Jeff Sheehy, an AIDS patient and Bradley supporter, called Gore's comments about Bradley's health plan ''astounding for their ignorance.''

''For the vice president to frighten people who are in precarious and marginal situations, it causes me to ask serious questions about his character,'' Sheehy said.

Bradley's display of anger overshadowed an environmental speech he gave minutes earlier in which he touted his legislative record and described Gore as ''long on promises and short on action.''

Bradley unveiled his plan to create ''a 21st-century version of Noah's Ark'' in which the government would identify rare and threatened ecosystems on federal land and establish priorities for restoring and preserving them.

Brent Blackwelder, president and founder of Friends of the Earth, said Gore ''is good on rhetoric .... But in terms of legislation he has been missing in action and the last eight years have been a disappointment.'' Blackwelder's group endorsed Bradley last year.

As they debated health care for people with HIV and AIDS yesterday, both Gore and Bradley took positions clearly in line with most mainstream gay and lesbian groups.
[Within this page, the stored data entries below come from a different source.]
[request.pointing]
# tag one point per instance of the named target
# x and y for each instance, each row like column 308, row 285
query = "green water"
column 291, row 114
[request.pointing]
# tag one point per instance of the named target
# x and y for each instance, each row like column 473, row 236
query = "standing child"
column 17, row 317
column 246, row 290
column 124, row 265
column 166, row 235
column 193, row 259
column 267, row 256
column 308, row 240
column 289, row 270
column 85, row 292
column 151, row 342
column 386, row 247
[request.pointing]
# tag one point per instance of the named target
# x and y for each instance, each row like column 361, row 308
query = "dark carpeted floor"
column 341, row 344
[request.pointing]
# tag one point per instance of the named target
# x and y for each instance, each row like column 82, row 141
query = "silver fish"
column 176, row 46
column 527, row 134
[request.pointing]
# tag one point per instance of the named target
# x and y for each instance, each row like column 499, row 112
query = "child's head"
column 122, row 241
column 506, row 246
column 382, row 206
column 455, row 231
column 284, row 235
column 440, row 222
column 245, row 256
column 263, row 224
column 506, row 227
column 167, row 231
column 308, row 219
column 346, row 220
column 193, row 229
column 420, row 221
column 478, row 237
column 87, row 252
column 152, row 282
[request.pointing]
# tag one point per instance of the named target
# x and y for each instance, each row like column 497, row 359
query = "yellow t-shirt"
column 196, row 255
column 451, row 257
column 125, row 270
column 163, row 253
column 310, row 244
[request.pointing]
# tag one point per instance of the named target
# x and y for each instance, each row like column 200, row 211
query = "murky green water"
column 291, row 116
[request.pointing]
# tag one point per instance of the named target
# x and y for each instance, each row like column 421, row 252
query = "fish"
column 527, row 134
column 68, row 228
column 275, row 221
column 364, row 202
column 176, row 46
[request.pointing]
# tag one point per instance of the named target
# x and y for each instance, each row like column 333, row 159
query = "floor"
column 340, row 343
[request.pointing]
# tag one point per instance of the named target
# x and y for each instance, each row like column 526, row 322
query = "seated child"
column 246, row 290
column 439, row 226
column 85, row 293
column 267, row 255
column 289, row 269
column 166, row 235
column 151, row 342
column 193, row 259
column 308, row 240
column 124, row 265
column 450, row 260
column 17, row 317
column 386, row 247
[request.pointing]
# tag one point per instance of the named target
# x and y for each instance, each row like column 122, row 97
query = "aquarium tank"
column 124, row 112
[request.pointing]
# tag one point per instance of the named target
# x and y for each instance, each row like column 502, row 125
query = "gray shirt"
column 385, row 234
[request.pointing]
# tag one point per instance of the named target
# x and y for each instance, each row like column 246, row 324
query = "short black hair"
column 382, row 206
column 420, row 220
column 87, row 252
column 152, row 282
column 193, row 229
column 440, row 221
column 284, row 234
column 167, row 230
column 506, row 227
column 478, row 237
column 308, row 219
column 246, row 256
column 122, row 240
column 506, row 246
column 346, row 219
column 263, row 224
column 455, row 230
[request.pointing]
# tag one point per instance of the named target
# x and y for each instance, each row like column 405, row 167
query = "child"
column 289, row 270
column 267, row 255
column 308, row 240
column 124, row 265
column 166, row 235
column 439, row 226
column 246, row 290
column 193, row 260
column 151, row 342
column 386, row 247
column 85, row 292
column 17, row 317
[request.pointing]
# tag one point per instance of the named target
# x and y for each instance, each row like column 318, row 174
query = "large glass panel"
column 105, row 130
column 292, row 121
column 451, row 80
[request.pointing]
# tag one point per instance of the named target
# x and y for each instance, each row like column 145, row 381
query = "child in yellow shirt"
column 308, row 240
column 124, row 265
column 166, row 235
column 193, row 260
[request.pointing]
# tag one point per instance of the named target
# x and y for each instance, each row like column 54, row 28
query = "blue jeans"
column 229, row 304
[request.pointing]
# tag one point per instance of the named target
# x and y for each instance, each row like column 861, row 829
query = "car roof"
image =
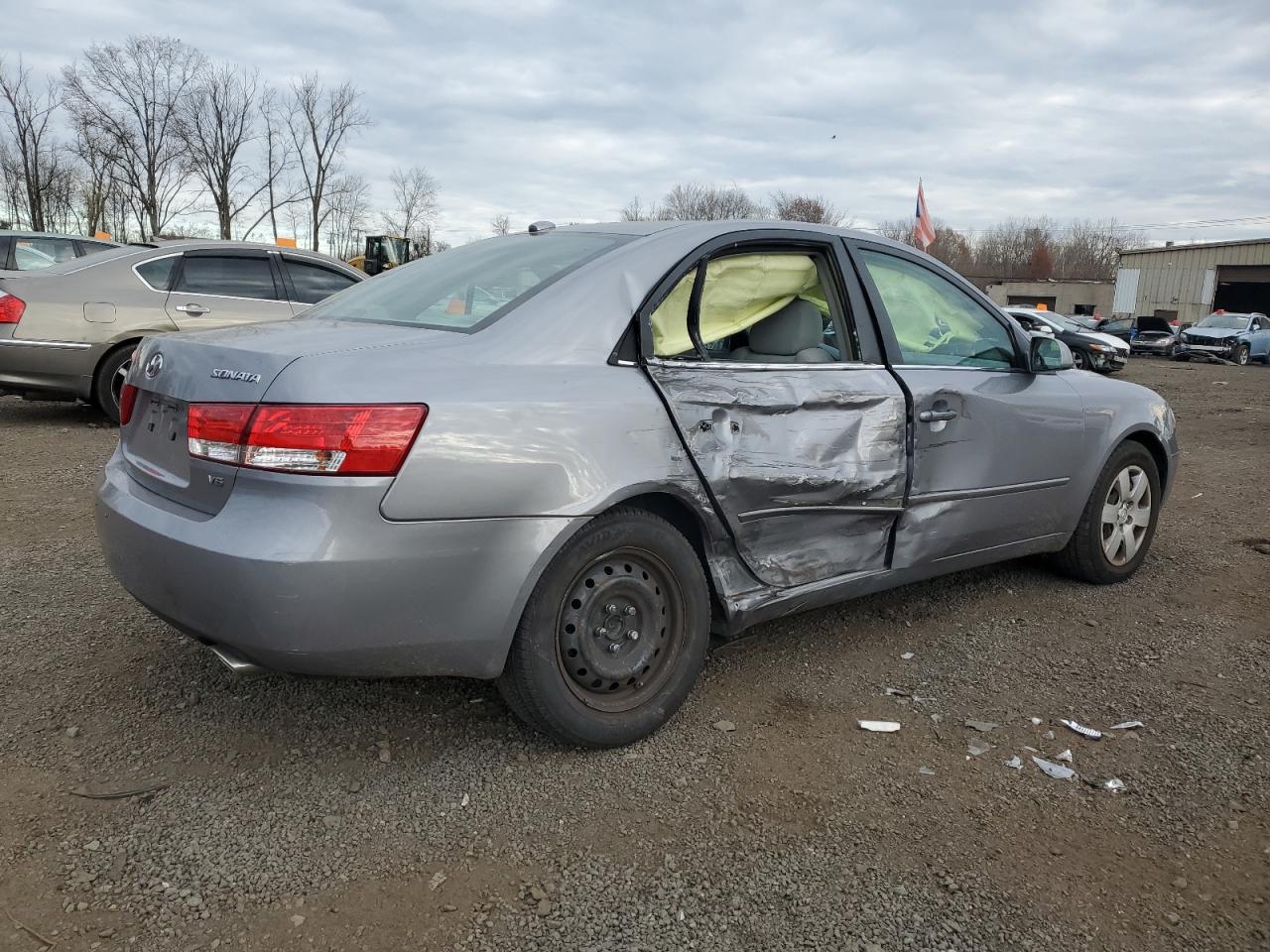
column 14, row 232
column 177, row 246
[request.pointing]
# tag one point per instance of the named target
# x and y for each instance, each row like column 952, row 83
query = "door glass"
column 227, row 277
column 935, row 321
column 33, row 254
column 314, row 282
column 767, row 307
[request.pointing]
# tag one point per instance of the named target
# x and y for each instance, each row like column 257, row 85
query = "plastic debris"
column 1080, row 729
column 1057, row 771
column 879, row 726
column 1112, row 784
column 1127, row 725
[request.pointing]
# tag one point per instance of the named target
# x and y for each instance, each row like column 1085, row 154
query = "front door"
column 994, row 445
column 799, row 440
column 218, row 289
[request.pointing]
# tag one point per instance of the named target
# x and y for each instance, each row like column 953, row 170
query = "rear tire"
column 108, row 381
column 1096, row 552
column 574, row 671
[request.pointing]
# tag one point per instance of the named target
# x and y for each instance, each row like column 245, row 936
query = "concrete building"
column 1070, row 298
column 1189, row 282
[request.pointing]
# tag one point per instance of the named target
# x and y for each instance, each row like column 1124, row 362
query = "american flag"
column 924, row 229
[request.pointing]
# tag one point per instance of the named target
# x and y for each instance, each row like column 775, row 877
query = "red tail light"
column 10, row 307
column 314, row 438
column 127, row 402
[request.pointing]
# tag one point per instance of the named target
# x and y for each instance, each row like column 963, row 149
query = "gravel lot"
column 305, row 814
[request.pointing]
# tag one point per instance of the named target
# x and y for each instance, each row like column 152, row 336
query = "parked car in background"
column 1232, row 336
column 1091, row 350
column 36, row 250
column 1144, row 335
column 70, row 329
column 562, row 458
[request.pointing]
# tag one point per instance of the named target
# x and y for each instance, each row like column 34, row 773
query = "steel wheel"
column 620, row 630
column 1125, row 516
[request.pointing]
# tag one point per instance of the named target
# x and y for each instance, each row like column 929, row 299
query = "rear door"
column 795, row 426
column 994, row 445
column 213, row 289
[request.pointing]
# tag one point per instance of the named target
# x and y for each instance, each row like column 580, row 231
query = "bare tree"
column 635, row 209
column 134, row 96
column 318, row 121
column 693, row 202
column 27, row 117
column 813, row 208
column 218, row 121
column 414, row 195
column 348, row 209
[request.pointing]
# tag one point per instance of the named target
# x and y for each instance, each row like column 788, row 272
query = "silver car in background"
column 68, row 329
column 563, row 458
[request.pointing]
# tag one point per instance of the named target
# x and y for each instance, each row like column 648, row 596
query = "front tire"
column 108, row 384
column 1118, row 522
column 613, row 636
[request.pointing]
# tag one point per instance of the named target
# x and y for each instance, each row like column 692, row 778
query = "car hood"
column 1211, row 333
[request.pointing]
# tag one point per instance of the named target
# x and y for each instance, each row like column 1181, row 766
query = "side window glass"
column 227, row 277
column 313, row 282
column 158, row 272
column 935, row 321
column 767, row 307
column 33, row 254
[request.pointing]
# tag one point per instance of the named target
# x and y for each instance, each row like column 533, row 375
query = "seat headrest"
column 794, row 327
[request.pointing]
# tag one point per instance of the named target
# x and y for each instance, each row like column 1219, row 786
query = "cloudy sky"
column 1147, row 112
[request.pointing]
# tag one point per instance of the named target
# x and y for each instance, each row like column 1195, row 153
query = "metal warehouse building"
column 1189, row 282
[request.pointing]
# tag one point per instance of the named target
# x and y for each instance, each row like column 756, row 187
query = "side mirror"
column 1049, row 354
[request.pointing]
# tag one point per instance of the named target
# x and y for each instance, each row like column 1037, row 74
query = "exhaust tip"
column 236, row 662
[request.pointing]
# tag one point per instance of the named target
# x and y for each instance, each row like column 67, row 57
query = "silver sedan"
column 68, row 329
column 563, row 458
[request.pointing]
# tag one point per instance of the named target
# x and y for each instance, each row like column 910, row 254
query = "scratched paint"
column 794, row 457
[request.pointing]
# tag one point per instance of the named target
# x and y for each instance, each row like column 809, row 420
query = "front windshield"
column 466, row 289
column 1225, row 321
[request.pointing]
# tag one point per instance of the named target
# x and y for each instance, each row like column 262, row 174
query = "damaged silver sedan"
column 562, row 460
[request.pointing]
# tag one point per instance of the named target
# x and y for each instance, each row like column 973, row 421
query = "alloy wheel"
column 1125, row 516
column 620, row 630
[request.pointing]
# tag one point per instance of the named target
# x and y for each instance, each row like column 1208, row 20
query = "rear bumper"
column 314, row 580
column 53, row 367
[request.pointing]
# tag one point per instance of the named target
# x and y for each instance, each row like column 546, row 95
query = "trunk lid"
column 230, row 366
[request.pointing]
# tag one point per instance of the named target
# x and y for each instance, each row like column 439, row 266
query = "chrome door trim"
column 51, row 344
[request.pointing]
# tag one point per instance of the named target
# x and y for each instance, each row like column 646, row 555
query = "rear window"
column 470, row 287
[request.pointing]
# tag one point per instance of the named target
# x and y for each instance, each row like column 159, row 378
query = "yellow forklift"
column 384, row 252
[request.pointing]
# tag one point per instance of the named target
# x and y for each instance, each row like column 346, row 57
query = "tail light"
column 10, row 307
column 316, row 438
column 127, row 402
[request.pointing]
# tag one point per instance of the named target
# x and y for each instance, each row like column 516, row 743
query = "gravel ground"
column 300, row 814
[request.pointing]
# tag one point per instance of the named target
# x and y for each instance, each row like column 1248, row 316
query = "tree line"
column 134, row 137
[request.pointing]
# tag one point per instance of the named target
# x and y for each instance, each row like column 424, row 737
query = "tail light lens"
column 127, row 403
column 10, row 307
column 314, row 438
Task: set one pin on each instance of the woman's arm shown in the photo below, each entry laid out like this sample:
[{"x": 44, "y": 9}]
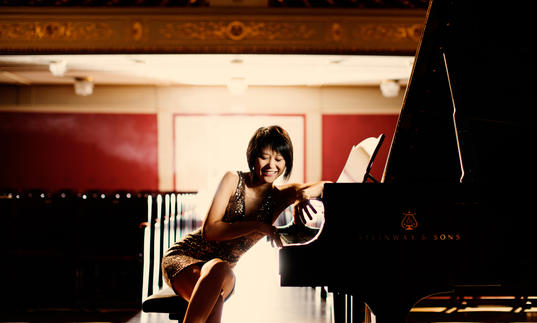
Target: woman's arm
[{"x": 214, "y": 228}]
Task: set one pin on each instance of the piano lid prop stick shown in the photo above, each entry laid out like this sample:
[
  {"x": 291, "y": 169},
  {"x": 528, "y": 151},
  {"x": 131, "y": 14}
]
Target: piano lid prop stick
[{"x": 454, "y": 118}]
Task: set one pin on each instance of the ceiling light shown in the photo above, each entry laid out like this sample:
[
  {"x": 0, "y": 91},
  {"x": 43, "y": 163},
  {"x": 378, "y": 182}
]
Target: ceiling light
[
  {"x": 58, "y": 68},
  {"x": 83, "y": 85},
  {"x": 389, "y": 88},
  {"x": 237, "y": 85}
]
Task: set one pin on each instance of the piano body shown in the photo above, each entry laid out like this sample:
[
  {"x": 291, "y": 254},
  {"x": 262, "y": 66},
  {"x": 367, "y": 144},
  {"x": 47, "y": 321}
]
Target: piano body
[{"x": 454, "y": 211}]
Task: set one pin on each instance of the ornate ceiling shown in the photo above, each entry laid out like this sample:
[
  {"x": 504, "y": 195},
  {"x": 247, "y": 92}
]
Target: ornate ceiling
[{"x": 372, "y": 27}]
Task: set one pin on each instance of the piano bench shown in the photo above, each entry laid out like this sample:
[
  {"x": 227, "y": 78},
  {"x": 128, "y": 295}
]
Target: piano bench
[{"x": 166, "y": 301}]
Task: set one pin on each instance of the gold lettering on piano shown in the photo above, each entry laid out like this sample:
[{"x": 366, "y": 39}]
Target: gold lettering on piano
[
  {"x": 409, "y": 222},
  {"x": 447, "y": 236}
]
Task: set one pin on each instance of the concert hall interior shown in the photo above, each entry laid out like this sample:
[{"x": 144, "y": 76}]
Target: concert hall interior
[{"x": 118, "y": 118}]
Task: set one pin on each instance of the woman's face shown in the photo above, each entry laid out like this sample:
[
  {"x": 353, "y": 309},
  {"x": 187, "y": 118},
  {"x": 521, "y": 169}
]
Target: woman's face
[{"x": 269, "y": 165}]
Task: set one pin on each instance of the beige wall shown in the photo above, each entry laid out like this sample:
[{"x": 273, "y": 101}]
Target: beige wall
[{"x": 168, "y": 100}]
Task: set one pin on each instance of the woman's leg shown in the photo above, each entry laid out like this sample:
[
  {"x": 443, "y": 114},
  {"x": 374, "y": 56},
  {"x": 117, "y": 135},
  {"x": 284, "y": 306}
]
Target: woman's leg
[{"x": 206, "y": 289}]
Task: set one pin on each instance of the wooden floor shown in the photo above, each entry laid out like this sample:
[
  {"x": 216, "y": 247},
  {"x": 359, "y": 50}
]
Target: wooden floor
[{"x": 259, "y": 298}]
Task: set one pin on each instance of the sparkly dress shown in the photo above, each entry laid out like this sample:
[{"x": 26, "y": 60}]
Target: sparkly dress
[{"x": 194, "y": 249}]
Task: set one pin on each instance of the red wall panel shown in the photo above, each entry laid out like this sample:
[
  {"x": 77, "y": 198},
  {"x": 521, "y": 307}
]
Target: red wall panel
[
  {"x": 54, "y": 151},
  {"x": 341, "y": 132}
]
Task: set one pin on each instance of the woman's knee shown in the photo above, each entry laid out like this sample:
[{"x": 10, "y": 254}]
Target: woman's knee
[{"x": 217, "y": 269}]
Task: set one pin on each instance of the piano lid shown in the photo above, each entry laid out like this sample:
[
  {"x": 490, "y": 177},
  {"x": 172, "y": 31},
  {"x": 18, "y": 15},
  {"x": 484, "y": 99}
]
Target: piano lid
[{"x": 475, "y": 59}]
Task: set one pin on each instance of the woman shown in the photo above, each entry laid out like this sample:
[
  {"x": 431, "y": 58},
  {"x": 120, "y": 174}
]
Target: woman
[{"x": 244, "y": 207}]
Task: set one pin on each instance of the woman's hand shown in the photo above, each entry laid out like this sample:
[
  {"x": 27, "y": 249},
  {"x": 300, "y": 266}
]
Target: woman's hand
[
  {"x": 303, "y": 207},
  {"x": 272, "y": 233}
]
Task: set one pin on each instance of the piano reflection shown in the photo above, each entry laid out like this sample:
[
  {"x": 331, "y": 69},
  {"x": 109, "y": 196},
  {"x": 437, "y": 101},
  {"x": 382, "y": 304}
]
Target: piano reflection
[{"x": 454, "y": 211}]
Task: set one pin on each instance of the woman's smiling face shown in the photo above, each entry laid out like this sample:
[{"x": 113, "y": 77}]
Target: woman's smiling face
[{"x": 269, "y": 165}]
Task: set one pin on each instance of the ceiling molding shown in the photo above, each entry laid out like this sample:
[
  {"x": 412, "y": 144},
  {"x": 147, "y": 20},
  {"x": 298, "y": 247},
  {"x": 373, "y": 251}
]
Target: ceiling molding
[{"x": 32, "y": 30}]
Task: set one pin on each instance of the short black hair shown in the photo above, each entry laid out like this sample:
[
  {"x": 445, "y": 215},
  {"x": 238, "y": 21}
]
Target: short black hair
[{"x": 275, "y": 138}]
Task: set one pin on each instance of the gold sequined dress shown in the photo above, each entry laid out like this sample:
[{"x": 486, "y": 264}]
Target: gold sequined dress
[{"x": 195, "y": 249}]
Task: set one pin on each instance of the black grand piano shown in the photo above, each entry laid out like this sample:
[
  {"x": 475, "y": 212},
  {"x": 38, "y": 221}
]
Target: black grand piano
[{"x": 455, "y": 211}]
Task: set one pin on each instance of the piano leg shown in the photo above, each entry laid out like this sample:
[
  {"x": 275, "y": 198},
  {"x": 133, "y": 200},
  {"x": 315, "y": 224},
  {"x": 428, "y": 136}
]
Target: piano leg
[{"x": 349, "y": 309}]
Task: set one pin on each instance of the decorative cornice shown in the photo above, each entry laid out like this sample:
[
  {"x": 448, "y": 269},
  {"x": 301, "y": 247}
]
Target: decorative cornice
[{"x": 197, "y": 30}]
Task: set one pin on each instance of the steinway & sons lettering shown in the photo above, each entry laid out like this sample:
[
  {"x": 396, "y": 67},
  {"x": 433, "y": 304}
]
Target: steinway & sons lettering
[{"x": 410, "y": 237}]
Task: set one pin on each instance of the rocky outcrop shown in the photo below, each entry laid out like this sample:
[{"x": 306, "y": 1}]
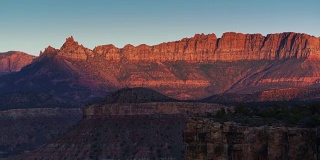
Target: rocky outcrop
[
  {"x": 72, "y": 50},
  {"x": 206, "y": 139},
  {"x": 230, "y": 47},
  {"x": 13, "y": 61},
  {"x": 207, "y": 48}
]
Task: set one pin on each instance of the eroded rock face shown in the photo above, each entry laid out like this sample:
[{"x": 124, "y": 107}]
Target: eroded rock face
[
  {"x": 13, "y": 61},
  {"x": 206, "y": 139},
  {"x": 230, "y": 47},
  {"x": 72, "y": 50},
  {"x": 202, "y": 48}
]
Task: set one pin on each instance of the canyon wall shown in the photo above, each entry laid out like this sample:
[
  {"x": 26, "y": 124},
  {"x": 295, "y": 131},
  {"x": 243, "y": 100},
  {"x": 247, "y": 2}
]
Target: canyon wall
[
  {"x": 26, "y": 129},
  {"x": 154, "y": 108},
  {"x": 203, "y": 48},
  {"x": 206, "y": 139},
  {"x": 13, "y": 61}
]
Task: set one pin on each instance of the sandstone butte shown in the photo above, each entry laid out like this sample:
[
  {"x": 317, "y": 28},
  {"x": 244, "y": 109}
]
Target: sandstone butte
[
  {"x": 13, "y": 61},
  {"x": 203, "y": 48}
]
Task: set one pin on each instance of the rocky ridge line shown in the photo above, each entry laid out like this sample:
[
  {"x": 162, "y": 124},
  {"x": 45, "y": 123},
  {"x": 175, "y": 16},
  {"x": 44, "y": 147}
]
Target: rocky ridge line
[{"x": 202, "y": 48}]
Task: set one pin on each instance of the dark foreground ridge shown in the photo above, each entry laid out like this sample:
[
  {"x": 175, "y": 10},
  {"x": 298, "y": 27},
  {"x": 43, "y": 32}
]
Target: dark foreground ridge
[{"x": 136, "y": 95}]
But both candidates have taken more liberal positions than they held on gay rights early in their careers.

For instance, as a Tennessee congressman running for Senate in 1984, Gore opposed a measure outlawing discrimination based on sexual orientation.

''I don't pretend to have an understanding of homosexuality that sustains a discussion of its roots ... but I do not believe it is simply an acceptable alternative that society should affirm,'' Gore told the Nashville Tennessean at the time.

During that race Gore also said he would not take campaign contributions from gay rights groups.

In recent weeks, Bradley has assailed Gore's less liberal record on issues like abortion and gun control during the 1980s.

Like Gore, however, Bradley also has shifted his views on gay rights since that time.

''I do not support gay rights,'' Bradley said during his first campaign for US Senate in 1978. And like Gore, Bradley also opposed a ''gay bill of rights'' in 1984.

Both Bradley and Gore underwent gradual changes in attitude in recent years, their campaigns said yesterday.

''Many people in America have come to learn about the problem of antigay discrimination and changed their view over the years,'' said Gore spokesman Doug Hattaway. ''Policy makers are no exception.''

Bradley spokeswoman Kristen Ludecke said Bradley's views on gays and lesbians were transformed in the early 1990s, when he was outspoken about racial discrimination in America.

''At that time when he was such a vocal person on race he was approached by people in the gay community who said, `What about us?''' Ludecke said. ''He really went through a kind of awakening at that point that made him realize what it meant to be gay.''

Ludecke added that Bradley was strongly influenced by ''A Boy's Own Story,'' Edmund White's 1982 novel about a gay adolescent growing up in the 1950s.